Brig. Gen. Raad Baddai said the town would be “the last area” his forces will retake north of Kirkuk. He told the AP that his forces were awaiting orders to enter the town “in the coming hours,” raising the possibility of clashes with the Kurdish forces still inside Altun Kupri.
The town falls just outside the boundary of the Iraqi Kurdish autonomous zone. Kurdish forces moved into it in 2014.
This week’s pullout from Kirkuk and several other towns and villages the peshmerga held is likely to deprive the Kurdish regional government of a substantial revenue stream.
U.N. spokesman Stephane Dujarric told reporters at U.N. headquarters in New York that the United Nations has received allegations that armed groups burned some 150 houses in Tuz Khurmatu on Oct. 16-17, and that houses belonging to Kurdish families and officials of Kurdish political parties were destroyed by explosives.
He said the U.N. notes Prime Minister Haider al-Abadi’s acknowledgment of incidents by what he called “extremist elements from both sides” and his decision to send the army to restore order in Tuz Khurumatu.

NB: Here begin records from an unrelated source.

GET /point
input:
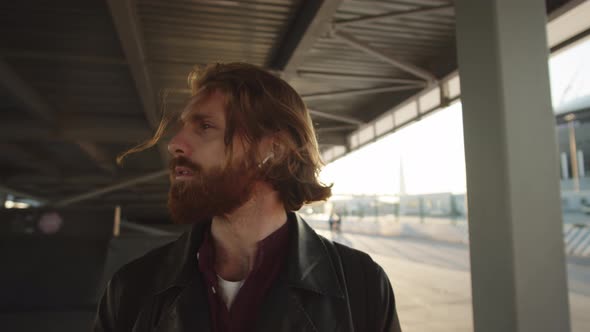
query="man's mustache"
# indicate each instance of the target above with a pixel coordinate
(183, 162)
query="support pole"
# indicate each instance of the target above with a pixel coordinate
(518, 271)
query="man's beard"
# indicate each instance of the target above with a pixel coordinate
(209, 193)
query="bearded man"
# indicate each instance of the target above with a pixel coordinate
(244, 158)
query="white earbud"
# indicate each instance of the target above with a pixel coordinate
(265, 160)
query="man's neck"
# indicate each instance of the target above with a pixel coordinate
(235, 236)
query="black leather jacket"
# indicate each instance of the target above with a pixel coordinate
(323, 287)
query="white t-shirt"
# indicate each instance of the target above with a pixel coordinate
(228, 290)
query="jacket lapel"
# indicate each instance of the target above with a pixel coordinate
(190, 311)
(308, 295)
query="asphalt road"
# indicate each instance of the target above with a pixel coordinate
(432, 284)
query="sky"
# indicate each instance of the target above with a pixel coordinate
(430, 152)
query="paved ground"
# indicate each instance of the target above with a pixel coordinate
(432, 282)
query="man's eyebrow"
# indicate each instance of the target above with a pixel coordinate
(195, 116)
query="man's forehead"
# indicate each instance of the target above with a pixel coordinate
(204, 106)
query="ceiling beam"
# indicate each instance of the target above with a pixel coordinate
(34, 104)
(332, 129)
(61, 57)
(332, 140)
(81, 128)
(313, 21)
(100, 156)
(392, 14)
(365, 47)
(354, 77)
(340, 118)
(110, 188)
(29, 98)
(358, 92)
(127, 24)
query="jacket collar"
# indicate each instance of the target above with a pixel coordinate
(309, 266)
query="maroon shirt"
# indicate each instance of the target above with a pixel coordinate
(243, 312)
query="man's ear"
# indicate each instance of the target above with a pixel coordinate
(270, 148)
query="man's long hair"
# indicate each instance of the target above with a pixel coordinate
(258, 105)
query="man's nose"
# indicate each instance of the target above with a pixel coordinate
(178, 145)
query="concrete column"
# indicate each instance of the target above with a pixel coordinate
(581, 168)
(517, 253)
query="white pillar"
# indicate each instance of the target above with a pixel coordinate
(565, 174)
(517, 254)
(581, 169)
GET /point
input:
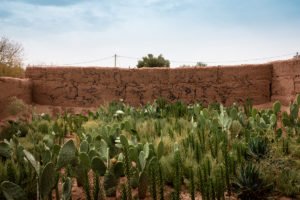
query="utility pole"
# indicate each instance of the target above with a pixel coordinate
(115, 59)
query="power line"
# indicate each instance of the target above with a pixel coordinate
(115, 56)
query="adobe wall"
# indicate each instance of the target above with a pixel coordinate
(285, 81)
(10, 87)
(75, 86)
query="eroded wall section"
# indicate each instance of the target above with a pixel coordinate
(286, 81)
(90, 86)
(14, 87)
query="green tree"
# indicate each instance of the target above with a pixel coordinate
(201, 64)
(198, 64)
(11, 57)
(152, 61)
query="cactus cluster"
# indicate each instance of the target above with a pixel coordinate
(202, 149)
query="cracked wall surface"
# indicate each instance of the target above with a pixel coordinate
(14, 87)
(90, 86)
(285, 81)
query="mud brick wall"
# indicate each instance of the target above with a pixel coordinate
(10, 87)
(90, 86)
(285, 81)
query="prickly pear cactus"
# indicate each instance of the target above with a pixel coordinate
(35, 164)
(12, 191)
(84, 161)
(98, 166)
(134, 181)
(5, 150)
(84, 146)
(110, 184)
(66, 154)
(47, 179)
(67, 189)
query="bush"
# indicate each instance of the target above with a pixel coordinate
(151, 61)
(15, 71)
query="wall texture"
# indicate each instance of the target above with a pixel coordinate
(75, 86)
(285, 81)
(9, 87)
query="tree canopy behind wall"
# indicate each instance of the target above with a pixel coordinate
(152, 61)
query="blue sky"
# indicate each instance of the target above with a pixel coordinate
(185, 31)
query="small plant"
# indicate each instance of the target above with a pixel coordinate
(249, 183)
(258, 147)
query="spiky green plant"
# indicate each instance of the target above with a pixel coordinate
(250, 184)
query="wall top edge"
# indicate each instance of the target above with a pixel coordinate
(145, 69)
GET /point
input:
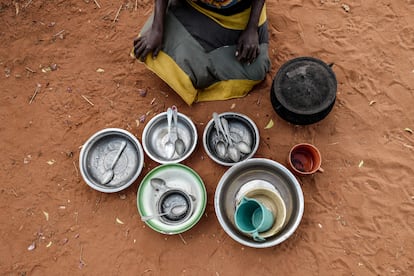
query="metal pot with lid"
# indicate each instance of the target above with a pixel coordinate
(304, 90)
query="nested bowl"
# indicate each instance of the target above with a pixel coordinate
(250, 171)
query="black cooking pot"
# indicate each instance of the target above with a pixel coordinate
(303, 90)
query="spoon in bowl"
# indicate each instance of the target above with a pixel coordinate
(170, 210)
(169, 146)
(179, 143)
(233, 152)
(220, 146)
(109, 174)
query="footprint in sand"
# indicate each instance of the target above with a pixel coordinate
(407, 38)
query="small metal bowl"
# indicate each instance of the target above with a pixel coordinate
(155, 136)
(231, 183)
(181, 185)
(97, 156)
(241, 127)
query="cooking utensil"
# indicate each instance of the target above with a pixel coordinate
(232, 151)
(169, 145)
(169, 211)
(179, 143)
(220, 147)
(109, 174)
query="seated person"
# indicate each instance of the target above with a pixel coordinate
(206, 50)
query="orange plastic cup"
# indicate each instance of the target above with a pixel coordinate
(305, 159)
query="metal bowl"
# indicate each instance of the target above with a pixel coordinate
(242, 128)
(225, 199)
(181, 185)
(155, 136)
(98, 154)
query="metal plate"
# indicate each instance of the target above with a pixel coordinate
(179, 177)
(99, 152)
(258, 169)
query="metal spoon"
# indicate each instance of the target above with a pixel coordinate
(109, 174)
(220, 145)
(169, 146)
(179, 143)
(233, 152)
(169, 211)
(240, 144)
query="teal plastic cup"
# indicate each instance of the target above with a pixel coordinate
(252, 217)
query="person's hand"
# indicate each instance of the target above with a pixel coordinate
(150, 41)
(248, 46)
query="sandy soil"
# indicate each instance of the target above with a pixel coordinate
(359, 213)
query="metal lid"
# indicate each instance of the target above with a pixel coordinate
(305, 86)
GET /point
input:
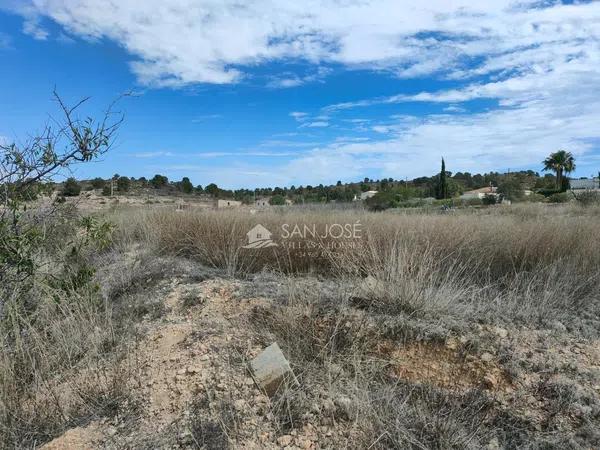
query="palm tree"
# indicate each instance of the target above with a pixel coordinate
(560, 162)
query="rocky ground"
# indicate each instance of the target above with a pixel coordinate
(192, 386)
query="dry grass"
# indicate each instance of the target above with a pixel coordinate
(513, 264)
(411, 275)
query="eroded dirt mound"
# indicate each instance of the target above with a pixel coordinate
(444, 366)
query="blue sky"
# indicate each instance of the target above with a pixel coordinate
(284, 92)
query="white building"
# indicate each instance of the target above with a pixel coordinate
(480, 193)
(220, 204)
(584, 183)
(368, 194)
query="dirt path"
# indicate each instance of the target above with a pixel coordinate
(193, 382)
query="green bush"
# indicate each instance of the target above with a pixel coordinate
(489, 199)
(71, 188)
(548, 192)
(123, 184)
(98, 183)
(277, 200)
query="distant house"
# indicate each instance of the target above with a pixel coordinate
(584, 183)
(221, 204)
(262, 202)
(480, 193)
(368, 194)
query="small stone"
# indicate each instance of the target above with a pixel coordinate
(490, 381)
(285, 440)
(493, 444)
(271, 369)
(500, 332)
(487, 357)
(239, 405)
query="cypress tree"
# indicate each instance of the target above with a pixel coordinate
(442, 191)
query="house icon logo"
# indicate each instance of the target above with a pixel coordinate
(259, 237)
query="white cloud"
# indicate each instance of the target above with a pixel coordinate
(538, 64)
(298, 115)
(316, 124)
(33, 28)
(205, 117)
(289, 80)
(152, 154)
(189, 41)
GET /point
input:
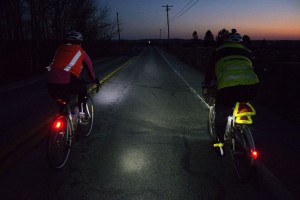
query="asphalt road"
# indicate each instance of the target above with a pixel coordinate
(149, 141)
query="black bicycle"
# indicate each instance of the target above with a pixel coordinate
(67, 125)
(238, 137)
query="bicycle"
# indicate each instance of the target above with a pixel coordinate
(65, 127)
(238, 137)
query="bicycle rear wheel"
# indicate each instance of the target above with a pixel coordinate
(86, 124)
(59, 143)
(241, 147)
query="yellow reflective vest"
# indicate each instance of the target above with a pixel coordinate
(233, 67)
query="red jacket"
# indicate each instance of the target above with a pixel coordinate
(69, 58)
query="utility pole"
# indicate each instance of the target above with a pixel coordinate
(167, 9)
(118, 26)
(160, 34)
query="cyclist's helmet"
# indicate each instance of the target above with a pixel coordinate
(74, 36)
(234, 37)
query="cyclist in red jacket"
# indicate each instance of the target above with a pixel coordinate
(66, 68)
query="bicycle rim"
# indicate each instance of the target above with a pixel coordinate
(211, 124)
(86, 124)
(240, 151)
(59, 144)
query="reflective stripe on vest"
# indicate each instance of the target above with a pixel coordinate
(235, 70)
(69, 58)
(73, 61)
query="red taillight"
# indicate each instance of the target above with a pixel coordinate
(58, 124)
(254, 154)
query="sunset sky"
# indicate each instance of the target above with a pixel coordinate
(260, 19)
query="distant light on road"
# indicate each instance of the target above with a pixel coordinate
(133, 160)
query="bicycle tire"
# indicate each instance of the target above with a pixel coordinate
(240, 152)
(59, 143)
(211, 123)
(86, 125)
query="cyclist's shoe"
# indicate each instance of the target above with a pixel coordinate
(219, 149)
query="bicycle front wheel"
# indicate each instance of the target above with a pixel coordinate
(211, 123)
(241, 147)
(59, 143)
(86, 124)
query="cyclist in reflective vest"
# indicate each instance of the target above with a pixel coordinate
(65, 70)
(231, 67)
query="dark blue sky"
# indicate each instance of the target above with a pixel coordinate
(260, 19)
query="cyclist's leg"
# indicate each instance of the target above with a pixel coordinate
(222, 112)
(225, 100)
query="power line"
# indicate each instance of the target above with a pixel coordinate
(182, 9)
(179, 15)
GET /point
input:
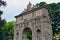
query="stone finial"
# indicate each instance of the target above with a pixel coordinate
(29, 6)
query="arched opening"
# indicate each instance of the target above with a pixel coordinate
(38, 34)
(27, 34)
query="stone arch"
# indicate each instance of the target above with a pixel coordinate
(25, 34)
(38, 34)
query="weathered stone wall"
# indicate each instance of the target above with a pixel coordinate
(38, 21)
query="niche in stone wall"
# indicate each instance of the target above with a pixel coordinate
(38, 34)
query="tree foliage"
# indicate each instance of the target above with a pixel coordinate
(54, 13)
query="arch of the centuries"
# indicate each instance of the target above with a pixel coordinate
(36, 20)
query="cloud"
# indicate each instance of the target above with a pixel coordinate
(15, 7)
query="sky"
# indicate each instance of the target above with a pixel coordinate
(15, 7)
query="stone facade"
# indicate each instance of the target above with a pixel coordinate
(36, 19)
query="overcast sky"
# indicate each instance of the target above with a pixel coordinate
(15, 7)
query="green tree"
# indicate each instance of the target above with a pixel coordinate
(9, 30)
(54, 13)
(2, 21)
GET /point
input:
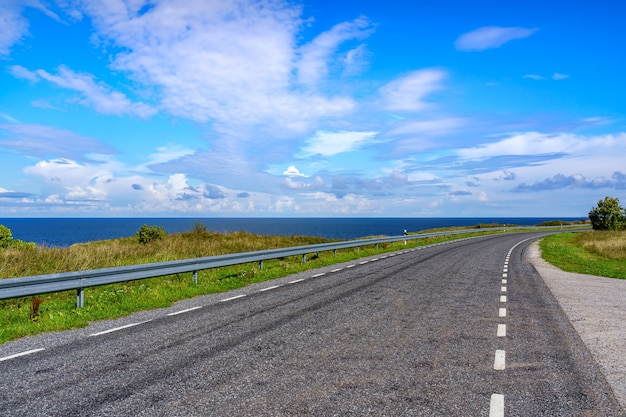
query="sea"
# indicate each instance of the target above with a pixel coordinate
(64, 232)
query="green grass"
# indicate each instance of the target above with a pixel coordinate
(58, 311)
(593, 253)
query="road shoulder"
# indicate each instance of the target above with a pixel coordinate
(596, 307)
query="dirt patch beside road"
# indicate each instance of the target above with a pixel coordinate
(596, 307)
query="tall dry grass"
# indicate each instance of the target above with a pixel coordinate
(128, 251)
(608, 244)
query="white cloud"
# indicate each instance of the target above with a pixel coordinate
(13, 26)
(556, 76)
(315, 56)
(428, 127)
(224, 61)
(527, 143)
(407, 93)
(292, 171)
(536, 77)
(99, 96)
(43, 141)
(489, 37)
(332, 143)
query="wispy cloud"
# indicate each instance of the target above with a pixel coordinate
(560, 181)
(556, 77)
(45, 141)
(408, 92)
(331, 143)
(316, 55)
(490, 37)
(14, 25)
(232, 63)
(99, 96)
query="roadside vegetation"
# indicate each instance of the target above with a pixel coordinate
(601, 252)
(25, 316)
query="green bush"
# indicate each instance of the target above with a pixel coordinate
(6, 237)
(147, 234)
(608, 215)
(7, 241)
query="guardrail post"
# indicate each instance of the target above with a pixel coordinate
(80, 297)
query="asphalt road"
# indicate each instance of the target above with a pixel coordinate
(461, 329)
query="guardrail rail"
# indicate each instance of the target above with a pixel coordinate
(49, 283)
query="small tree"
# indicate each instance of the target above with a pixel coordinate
(6, 237)
(147, 234)
(7, 241)
(608, 215)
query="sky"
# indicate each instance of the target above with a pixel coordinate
(312, 108)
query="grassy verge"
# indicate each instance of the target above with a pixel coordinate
(594, 253)
(26, 316)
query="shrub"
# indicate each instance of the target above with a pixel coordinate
(6, 237)
(608, 215)
(7, 241)
(147, 234)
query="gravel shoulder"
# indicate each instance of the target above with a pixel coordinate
(596, 307)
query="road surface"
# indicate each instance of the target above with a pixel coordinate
(466, 328)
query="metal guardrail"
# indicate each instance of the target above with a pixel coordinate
(41, 284)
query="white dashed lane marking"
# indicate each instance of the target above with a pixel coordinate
(499, 360)
(118, 328)
(232, 298)
(17, 355)
(184, 311)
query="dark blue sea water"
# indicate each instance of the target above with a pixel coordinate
(67, 231)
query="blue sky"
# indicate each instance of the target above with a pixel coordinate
(314, 108)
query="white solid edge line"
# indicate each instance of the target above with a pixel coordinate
(499, 360)
(273, 287)
(232, 298)
(496, 407)
(184, 311)
(17, 355)
(119, 328)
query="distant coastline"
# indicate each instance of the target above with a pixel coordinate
(67, 231)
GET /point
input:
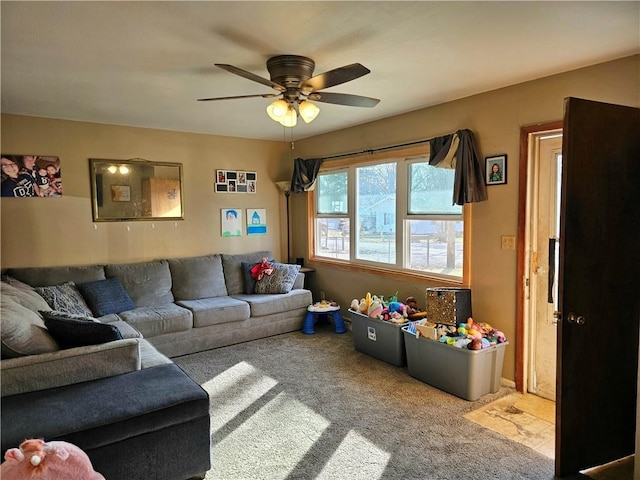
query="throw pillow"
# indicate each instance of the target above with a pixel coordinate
(106, 296)
(281, 281)
(23, 331)
(249, 281)
(77, 331)
(65, 298)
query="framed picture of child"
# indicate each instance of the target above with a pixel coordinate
(496, 170)
(30, 176)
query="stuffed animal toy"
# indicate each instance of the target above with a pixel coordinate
(412, 305)
(262, 268)
(375, 307)
(397, 307)
(37, 460)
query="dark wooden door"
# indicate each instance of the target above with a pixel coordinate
(599, 282)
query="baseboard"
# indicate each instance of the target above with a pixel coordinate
(505, 382)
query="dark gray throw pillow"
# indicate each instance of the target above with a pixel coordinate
(106, 296)
(77, 331)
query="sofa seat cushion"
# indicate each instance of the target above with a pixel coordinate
(45, 276)
(216, 310)
(268, 304)
(65, 367)
(107, 410)
(148, 283)
(152, 321)
(197, 277)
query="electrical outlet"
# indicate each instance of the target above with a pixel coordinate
(508, 242)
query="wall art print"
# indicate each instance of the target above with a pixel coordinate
(236, 181)
(231, 222)
(256, 221)
(31, 176)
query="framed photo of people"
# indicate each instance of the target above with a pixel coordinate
(31, 176)
(236, 181)
(495, 169)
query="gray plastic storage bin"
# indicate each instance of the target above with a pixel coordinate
(468, 374)
(378, 339)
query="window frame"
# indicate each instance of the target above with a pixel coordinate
(392, 271)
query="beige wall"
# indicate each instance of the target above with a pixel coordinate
(61, 231)
(495, 118)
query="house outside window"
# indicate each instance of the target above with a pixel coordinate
(395, 213)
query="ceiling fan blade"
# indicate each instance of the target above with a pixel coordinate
(251, 76)
(344, 99)
(336, 77)
(263, 95)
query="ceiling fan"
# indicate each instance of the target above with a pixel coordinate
(292, 77)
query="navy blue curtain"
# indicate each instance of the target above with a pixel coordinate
(305, 173)
(458, 151)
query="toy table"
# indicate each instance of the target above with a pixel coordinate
(323, 311)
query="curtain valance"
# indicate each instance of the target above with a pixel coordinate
(456, 151)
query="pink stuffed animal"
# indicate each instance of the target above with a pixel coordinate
(37, 460)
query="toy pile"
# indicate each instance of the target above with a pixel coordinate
(472, 335)
(375, 306)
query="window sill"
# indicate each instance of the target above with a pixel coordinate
(390, 272)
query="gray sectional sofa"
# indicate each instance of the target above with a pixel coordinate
(123, 401)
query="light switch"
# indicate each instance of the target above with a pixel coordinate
(508, 242)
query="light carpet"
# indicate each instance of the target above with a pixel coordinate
(298, 406)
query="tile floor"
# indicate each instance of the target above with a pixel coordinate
(530, 420)
(526, 419)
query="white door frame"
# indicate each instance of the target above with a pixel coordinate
(541, 224)
(522, 278)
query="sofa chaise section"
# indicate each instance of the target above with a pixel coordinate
(149, 423)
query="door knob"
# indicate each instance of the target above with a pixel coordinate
(577, 319)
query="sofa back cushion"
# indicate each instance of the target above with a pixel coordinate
(45, 276)
(233, 273)
(22, 330)
(148, 283)
(194, 278)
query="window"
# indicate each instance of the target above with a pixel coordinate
(395, 213)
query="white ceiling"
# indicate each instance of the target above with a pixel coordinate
(145, 63)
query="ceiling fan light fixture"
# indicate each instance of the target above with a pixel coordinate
(308, 111)
(277, 110)
(290, 118)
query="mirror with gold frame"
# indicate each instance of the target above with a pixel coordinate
(127, 190)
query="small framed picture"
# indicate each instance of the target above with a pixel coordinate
(495, 169)
(120, 193)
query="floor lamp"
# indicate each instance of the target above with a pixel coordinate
(285, 187)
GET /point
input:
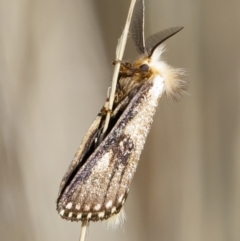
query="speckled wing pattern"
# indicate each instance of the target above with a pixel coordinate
(98, 189)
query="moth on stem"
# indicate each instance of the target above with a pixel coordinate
(96, 184)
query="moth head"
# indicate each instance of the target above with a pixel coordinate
(151, 64)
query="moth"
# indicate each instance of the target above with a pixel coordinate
(96, 184)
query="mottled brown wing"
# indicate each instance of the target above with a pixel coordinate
(99, 188)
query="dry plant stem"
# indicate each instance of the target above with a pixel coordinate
(84, 228)
(119, 55)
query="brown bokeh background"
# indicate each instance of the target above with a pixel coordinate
(55, 68)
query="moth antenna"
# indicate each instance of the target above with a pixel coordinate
(156, 39)
(175, 87)
(137, 27)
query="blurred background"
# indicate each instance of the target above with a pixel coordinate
(55, 68)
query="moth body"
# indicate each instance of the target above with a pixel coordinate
(96, 184)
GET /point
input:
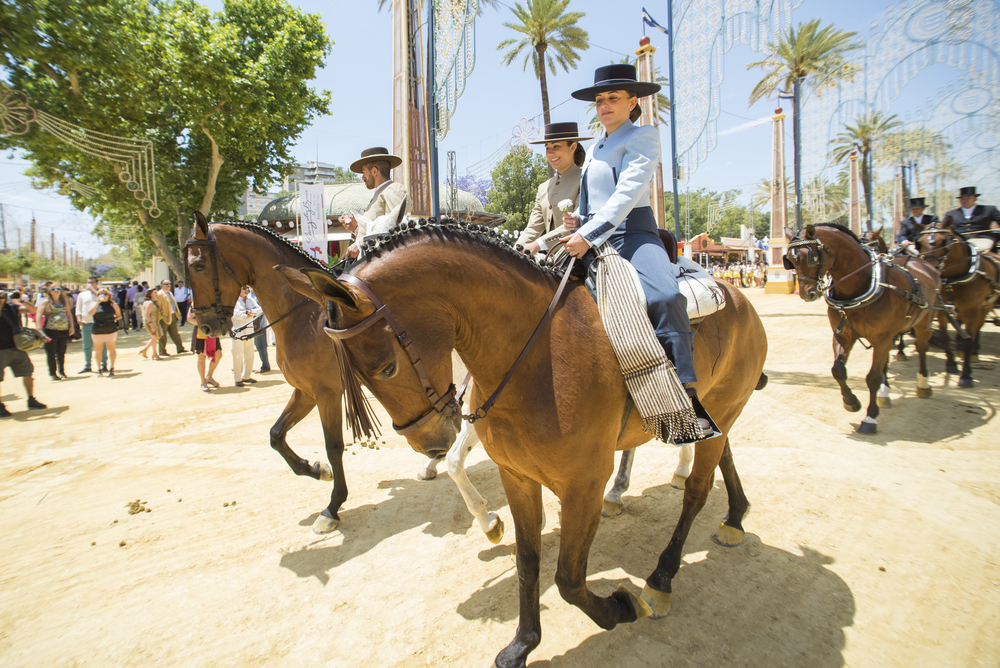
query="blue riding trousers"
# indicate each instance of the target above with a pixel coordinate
(638, 242)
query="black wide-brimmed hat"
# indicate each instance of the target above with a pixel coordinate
(373, 154)
(560, 132)
(616, 77)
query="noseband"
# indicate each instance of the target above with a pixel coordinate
(447, 405)
(213, 251)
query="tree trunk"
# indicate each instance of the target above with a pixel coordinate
(213, 174)
(160, 241)
(540, 51)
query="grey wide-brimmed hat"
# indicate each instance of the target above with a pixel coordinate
(373, 154)
(560, 132)
(616, 77)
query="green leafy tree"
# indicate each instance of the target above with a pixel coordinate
(515, 183)
(221, 96)
(806, 51)
(548, 36)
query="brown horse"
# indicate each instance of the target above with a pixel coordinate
(564, 412)
(870, 298)
(970, 281)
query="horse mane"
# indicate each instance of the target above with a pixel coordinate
(838, 226)
(273, 236)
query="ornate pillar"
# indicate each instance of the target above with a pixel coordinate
(854, 211)
(409, 120)
(779, 279)
(650, 116)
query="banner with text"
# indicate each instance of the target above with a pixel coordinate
(313, 211)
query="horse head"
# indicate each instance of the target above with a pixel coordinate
(805, 257)
(211, 286)
(405, 370)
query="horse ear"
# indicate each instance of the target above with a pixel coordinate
(300, 283)
(200, 230)
(330, 288)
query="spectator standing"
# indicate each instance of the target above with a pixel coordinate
(169, 317)
(55, 321)
(182, 295)
(244, 312)
(11, 309)
(105, 334)
(86, 304)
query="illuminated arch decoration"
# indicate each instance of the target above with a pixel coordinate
(132, 157)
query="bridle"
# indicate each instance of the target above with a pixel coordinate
(449, 404)
(217, 306)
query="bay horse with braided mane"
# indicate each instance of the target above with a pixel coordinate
(223, 256)
(970, 280)
(870, 298)
(429, 289)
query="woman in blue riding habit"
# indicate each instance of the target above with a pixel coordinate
(614, 206)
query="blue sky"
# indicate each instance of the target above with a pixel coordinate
(496, 99)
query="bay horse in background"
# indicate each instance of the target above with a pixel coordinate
(221, 256)
(562, 415)
(970, 280)
(870, 298)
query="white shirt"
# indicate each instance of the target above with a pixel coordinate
(86, 304)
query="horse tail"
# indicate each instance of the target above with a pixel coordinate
(761, 382)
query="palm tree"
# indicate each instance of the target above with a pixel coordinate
(548, 36)
(805, 51)
(662, 101)
(868, 133)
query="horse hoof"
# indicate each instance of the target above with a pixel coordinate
(612, 508)
(852, 407)
(641, 608)
(324, 525)
(868, 426)
(727, 536)
(495, 533)
(658, 602)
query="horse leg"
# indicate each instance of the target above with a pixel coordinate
(707, 456)
(684, 462)
(841, 352)
(730, 532)
(298, 406)
(884, 401)
(489, 522)
(613, 505)
(880, 357)
(525, 499)
(331, 416)
(581, 514)
(923, 335)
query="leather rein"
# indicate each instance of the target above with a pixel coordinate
(448, 404)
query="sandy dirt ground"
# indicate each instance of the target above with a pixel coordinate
(860, 550)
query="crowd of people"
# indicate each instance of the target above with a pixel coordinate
(96, 315)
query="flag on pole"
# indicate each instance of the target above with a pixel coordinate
(647, 20)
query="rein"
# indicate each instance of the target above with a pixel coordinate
(447, 405)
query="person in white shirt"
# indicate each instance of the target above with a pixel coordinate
(182, 295)
(245, 311)
(86, 304)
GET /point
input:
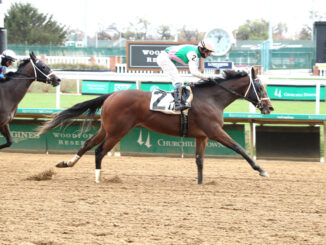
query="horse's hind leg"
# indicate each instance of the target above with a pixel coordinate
(200, 149)
(4, 130)
(109, 142)
(227, 141)
(89, 144)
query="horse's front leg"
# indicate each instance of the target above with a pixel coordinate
(4, 130)
(227, 141)
(200, 149)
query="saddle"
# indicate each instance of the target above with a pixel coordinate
(163, 101)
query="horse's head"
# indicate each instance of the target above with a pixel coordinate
(43, 72)
(257, 94)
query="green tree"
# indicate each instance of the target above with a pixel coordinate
(305, 33)
(279, 31)
(25, 25)
(253, 30)
(137, 30)
(190, 35)
(164, 33)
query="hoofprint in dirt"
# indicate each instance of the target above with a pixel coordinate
(157, 201)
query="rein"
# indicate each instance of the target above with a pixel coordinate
(247, 92)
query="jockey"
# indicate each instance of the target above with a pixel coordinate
(187, 55)
(7, 58)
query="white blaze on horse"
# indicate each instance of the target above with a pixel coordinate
(14, 88)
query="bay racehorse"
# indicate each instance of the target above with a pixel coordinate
(123, 110)
(15, 86)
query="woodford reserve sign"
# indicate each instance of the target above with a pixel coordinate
(142, 55)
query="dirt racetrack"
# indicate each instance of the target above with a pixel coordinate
(157, 201)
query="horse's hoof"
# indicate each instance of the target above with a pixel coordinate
(62, 165)
(264, 174)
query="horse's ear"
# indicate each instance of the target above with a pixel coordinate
(33, 56)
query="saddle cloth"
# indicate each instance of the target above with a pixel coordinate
(163, 101)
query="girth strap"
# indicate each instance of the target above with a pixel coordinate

“The U.N. urges the government of Iraq to take every action to halt any violations and ensure that all civilians are protected and that the perpetrators of acts of violence, intimidation and forced displacement of civilians be brought to justice,” Dujarric said.
The Kirkuk oil field surrounding the city was estimated in 2007 to hold almost 9 billion barrels of oil. Iraq’s Oil Ministry said it has asked British Petroleum to develop plans to expand production at the field “as quickly as possible.”
Rasool, the Iraqi military spokesman, said Thursday the military had no plans to capture the nearby Khurmala oil field, which is located inside the Kurdish region. Its reserves are estimated at 2.8 billion barrels.